Pensemos juntos, agora. Futebol é o esporte mais popular do mundo e é único jogo em que o melhor nem sempre ganha. Qual poderia ser o interesse por um jogo tão injusto? Jogos como vôlei onde não há essa injustiça, a pontuação é refeita a cada minuto, os jogadores não erram em concordância numa entrevista e não fazem dancinhas sem graça cada vez que acertam não tem essa audiência. Por que? Explico agora. Porque não tem o mesmo apelo sexual que o futebol, ímpar nesse sentido. A bola entrando no gol mesmo que seja uma só vez em quase duas horas é emocionante para eles por ser equiparado inconscientemente, bem, como diria, ao falo encontrando o canal que conduz ao colo do útero e que se abre na vulva. E a alegria é a mesma tenha sido o gol feio ou bonito porque o deleite é independente da posição dos jogadores. A torcida vivencia algo como um orgasmo cuja intensidade é multiplicada pelo número de cabeças dentro do estádio. Como eles dizem, é mágico a parada.
Reflitamos mais um pouco. Quando o sujeito torce pelo time mais forte que tomou um gol e perdeu a partida eles dizem “Futebol tem dessas coisas” como se dissessem  “A vida tem dessas coisas” e no Domingo lá estão eles aos montes de novo com a mesma animação. Minha teoria abrange esse fenômeno também: O fato não raro do mais fraco ganhar a partida não é considerado injusto por eles. Ao contrário! É fascinante! Essa é a verdadeira catarse coletiva dos fisicamente desfavorecidos.  Isso porque é feita uma transposição, no nível do inconsciente, à imagem do careca, gordinho e baixinho ganhando de um saradão, altão e cabeludão a disputa de uma lindona qualquer.

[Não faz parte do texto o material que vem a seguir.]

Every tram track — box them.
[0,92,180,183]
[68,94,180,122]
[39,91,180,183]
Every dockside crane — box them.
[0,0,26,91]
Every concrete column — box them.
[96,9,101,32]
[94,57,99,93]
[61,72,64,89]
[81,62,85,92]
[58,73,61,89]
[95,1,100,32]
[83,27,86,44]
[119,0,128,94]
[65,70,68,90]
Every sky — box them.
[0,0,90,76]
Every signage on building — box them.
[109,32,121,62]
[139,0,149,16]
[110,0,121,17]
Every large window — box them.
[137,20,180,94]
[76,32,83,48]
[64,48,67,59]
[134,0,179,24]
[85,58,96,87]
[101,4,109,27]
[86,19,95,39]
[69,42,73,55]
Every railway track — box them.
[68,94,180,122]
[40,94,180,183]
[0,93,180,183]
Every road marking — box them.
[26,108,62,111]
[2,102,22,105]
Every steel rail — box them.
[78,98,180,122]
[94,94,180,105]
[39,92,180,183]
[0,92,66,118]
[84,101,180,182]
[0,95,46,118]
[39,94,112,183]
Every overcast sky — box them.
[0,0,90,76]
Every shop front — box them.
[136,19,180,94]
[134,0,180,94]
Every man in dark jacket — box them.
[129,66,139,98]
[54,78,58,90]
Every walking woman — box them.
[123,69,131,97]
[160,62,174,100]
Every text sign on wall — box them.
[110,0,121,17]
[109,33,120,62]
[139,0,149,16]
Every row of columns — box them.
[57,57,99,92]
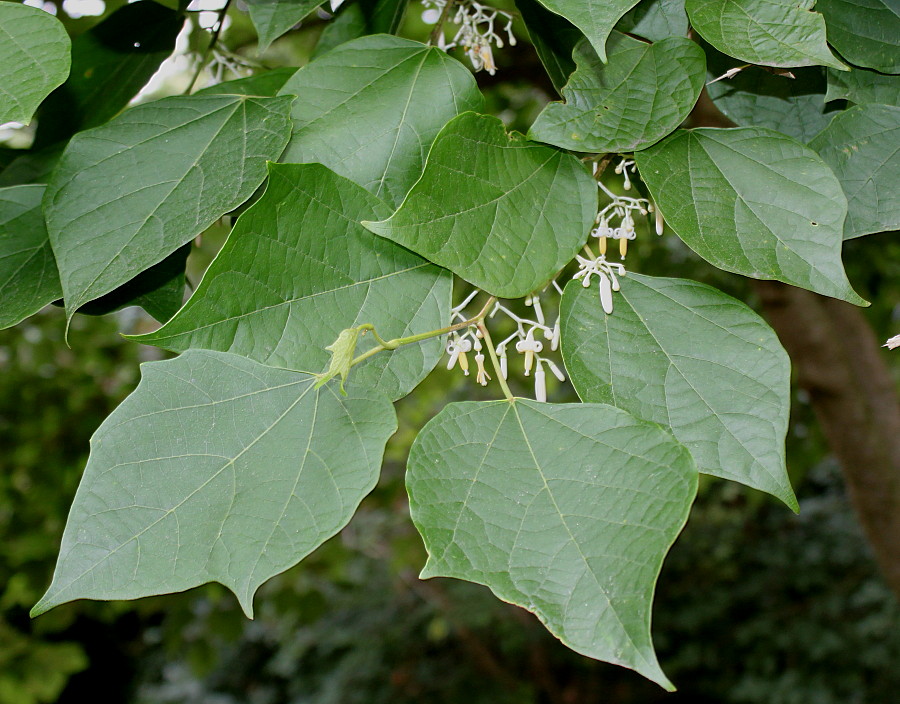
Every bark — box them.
[690,84,900,596]
[756,281,900,596]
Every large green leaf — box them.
[540,0,638,63]
[44,95,292,318]
[32,350,396,616]
[528,32,706,153]
[194,66,297,96]
[363,113,597,298]
[560,274,798,511]
[247,0,322,54]
[135,164,452,398]
[809,104,900,239]
[707,53,836,142]
[0,2,71,124]
[516,0,584,95]
[281,35,484,206]
[35,2,184,148]
[635,127,866,305]
[686,0,846,69]
[825,68,900,105]
[0,186,62,329]
[616,0,688,42]
[69,244,191,323]
[407,399,697,688]
[816,0,900,73]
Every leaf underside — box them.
[407,399,697,688]
[32,350,396,617]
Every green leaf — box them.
[707,59,847,142]
[35,2,184,148]
[540,0,638,63]
[516,0,584,94]
[31,350,397,617]
[363,113,597,298]
[44,95,291,318]
[194,66,297,97]
[246,0,322,54]
[0,2,71,124]
[0,186,62,329]
[281,35,484,206]
[825,68,900,105]
[133,164,452,398]
[407,399,697,689]
[528,32,706,153]
[816,0,900,73]
[635,127,866,305]
[69,244,191,323]
[560,273,798,511]
[616,0,688,42]
[686,0,847,70]
[809,104,900,239]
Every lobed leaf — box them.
[635,127,866,305]
[0,186,62,329]
[363,113,597,298]
[686,0,847,70]
[816,0,900,73]
[44,95,291,319]
[540,0,638,63]
[132,164,452,398]
[560,273,798,511]
[34,2,184,148]
[32,350,396,617]
[809,104,900,239]
[407,399,697,689]
[281,35,484,206]
[528,32,706,153]
[0,2,71,124]
[707,57,836,143]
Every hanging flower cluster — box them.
[446,280,566,402]
[591,157,663,259]
[422,0,516,76]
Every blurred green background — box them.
[0,3,900,704]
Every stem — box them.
[428,0,456,46]
[350,296,497,368]
[184,0,231,95]
[478,320,513,401]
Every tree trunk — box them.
[755,281,900,595]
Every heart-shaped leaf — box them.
[560,274,798,511]
[32,350,397,616]
[816,0,900,73]
[825,68,900,105]
[706,56,836,143]
[0,2,71,124]
[280,35,484,207]
[407,399,697,688]
[528,32,706,153]
[247,0,322,54]
[540,0,638,63]
[363,113,597,298]
[809,104,900,239]
[0,186,62,330]
[44,95,292,318]
[635,127,866,305]
[686,0,847,70]
[133,164,452,398]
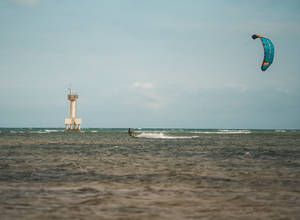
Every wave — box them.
[137,132,199,139]
[193,129,252,134]
[275,130,286,132]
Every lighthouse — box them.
[65,89,81,131]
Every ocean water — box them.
[0,128,300,220]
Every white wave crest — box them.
[137,132,199,139]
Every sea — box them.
[0,128,300,220]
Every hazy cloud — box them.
[11,0,40,7]
[132,82,154,89]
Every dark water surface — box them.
[0,129,300,220]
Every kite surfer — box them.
[128,128,136,137]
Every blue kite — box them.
[252,34,274,71]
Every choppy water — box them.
[0,129,300,219]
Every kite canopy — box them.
[252,34,274,71]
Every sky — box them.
[0,0,300,129]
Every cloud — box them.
[224,83,248,92]
[132,82,154,89]
[11,0,40,7]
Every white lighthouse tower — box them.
[65,89,81,131]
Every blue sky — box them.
[0,0,300,129]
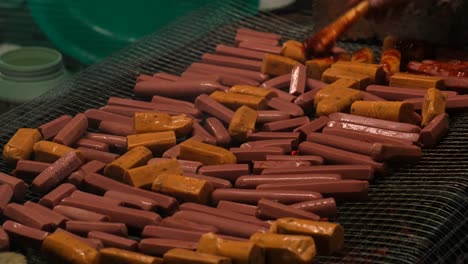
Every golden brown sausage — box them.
[421,88,447,126]
[197,233,265,264]
[389,72,445,90]
[104,147,153,181]
[127,131,176,155]
[151,174,213,204]
[133,112,193,137]
[261,53,299,75]
[97,248,163,264]
[164,248,232,264]
[281,40,306,62]
[3,128,42,164]
[33,141,84,163]
[123,159,183,188]
[250,233,316,264]
[351,101,414,123]
[210,91,266,110]
[41,232,99,264]
[179,139,237,165]
[228,106,257,141]
[270,217,344,255]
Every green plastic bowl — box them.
[27,0,258,64]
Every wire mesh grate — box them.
[0,1,468,263]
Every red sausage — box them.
[38,115,72,139]
[53,114,88,146]
[32,151,82,193]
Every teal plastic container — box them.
[27,0,259,64]
[0,47,69,111]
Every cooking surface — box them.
[0,1,468,263]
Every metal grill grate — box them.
[0,0,468,263]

Há,  no entanto, homens que não gostam de futebol. São eles mais seguros e bem resolvidos? Não. Nada disso. Talvez sejam até mais complicados. Esses apenas encontraram uma forma mais solitária de lidar com a libido, essa energia fundamental do homem e devidamente reprimida pelas mães, esposas ou namoradas. Geralmente são os padres, são os fotógrafos que se revelam, são os arrebatados por corridas que possuem problemas, bem, como diria, no controle da emissão do líquido seminal, os apaixonados por mar que procuram nele a tranquilidade do útero materno e não resolveram bem complexo de Édipo, os artistas que tem fixação por pincéis e, claro, aqueles que tocam algum instrumento.

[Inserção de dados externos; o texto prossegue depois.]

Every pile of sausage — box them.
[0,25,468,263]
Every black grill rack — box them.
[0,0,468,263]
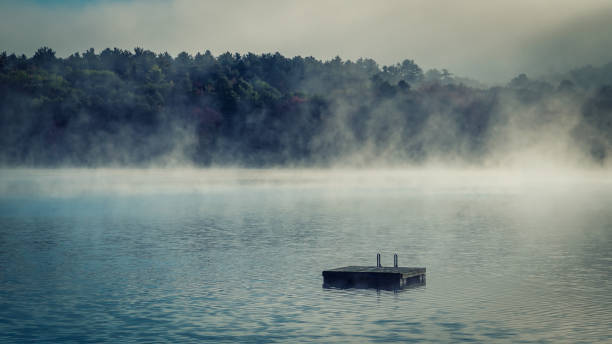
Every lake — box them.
[0,169,612,343]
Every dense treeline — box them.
[0,47,612,166]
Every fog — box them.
[0,167,612,201]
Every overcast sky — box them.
[0,0,612,82]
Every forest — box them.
[0,47,612,167]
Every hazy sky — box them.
[0,0,612,82]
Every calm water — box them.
[0,170,612,343]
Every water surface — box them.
[0,170,612,343]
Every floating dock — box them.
[323,255,425,290]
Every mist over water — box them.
[0,168,612,343]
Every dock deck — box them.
[323,266,425,290]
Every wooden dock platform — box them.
[323,266,425,290]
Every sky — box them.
[0,0,612,83]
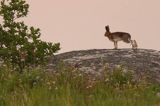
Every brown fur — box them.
[104,26,137,49]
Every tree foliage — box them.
[0,0,60,70]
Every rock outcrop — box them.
[50,49,160,82]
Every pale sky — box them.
[0,0,160,53]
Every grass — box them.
[0,66,160,106]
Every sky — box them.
[0,0,160,53]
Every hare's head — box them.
[104,25,110,37]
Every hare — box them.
[104,26,138,49]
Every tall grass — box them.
[0,66,160,106]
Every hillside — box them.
[49,49,160,83]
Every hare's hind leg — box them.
[114,41,118,49]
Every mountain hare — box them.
[104,26,138,49]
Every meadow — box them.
[0,65,160,106]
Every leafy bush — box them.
[0,0,60,71]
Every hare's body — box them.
[105,26,137,49]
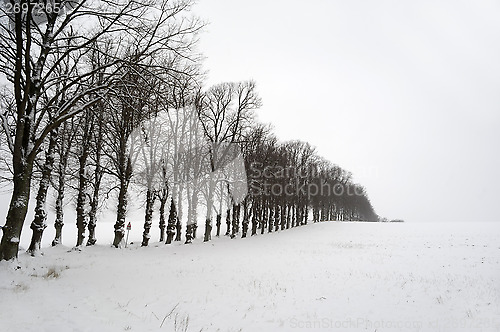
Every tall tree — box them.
[0,0,199,260]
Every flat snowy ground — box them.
[0,222,500,332]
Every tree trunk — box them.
[241,198,250,238]
[27,129,57,256]
[267,202,274,233]
[141,188,155,247]
[76,151,88,247]
[0,165,33,260]
[52,155,67,246]
[231,204,240,239]
[252,197,259,236]
[113,157,132,248]
[87,132,103,246]
[174,187,183,241]
[165,197,177,244]
[215,212,222,237]
[225,207,231,236]
[274,204,281,232]
[52,173,65,247]
[203,178,215,242]
[160,193,167,242]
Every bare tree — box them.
[197,81,261,241]
[0,0,200,260]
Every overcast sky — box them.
[194,0,500,222]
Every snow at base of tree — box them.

Diante dessa brilhante percepção devidamente teorizada, eu agora olho pro meu marido sentadinho no sofá com a camisa do Flamengo em plena quarta-feira, segurando seu copinho de cerveja, com fones no ouvido ligados na rádio globo, gritando para a televisão como se os jogadores o ouvissem e discutindo com o Galvão no programa Bem, amigos com muito mais respeito. Entendo claramente, depois de ter estudado com tanta seriedade a psicanálise, que  é saudável para a humanidade essa obsessão masculina pelo futebol. Para dizer a verdade, até o incentivo agora. Pergunto sobre os campeonatos, sobre a pontuação do time dele no Cartola FC, grito IMPEDIDO junto com ele … coisinhas assim que acabaram por torná-lo mais calmo no trânsito e mais carinhoso comigo. Fico muito feliz por ter descoberto algo que possa contribuir de forma tão positiva para a sociedade.
Bola pra frente!

 

– E aí, dona Elika, o que a senhora tem a nos dizer depois desse post no blog?
– É isso. Grazadeus acho que esclareci bem as coisa e acho que entendi bem o adversário e agora a parada é estudar mais para fazer mar bonito e grazadeus a torcida feminina está me dano apoio e se deus quiser eu vou ter um bom resultado com essa teoria e é como disse meus colega, não podemo esquecer que  a boca que vaia é a mesma que aplaude e a gente não pode ficar muito preocupado com o adversário senão a naftalina sobe.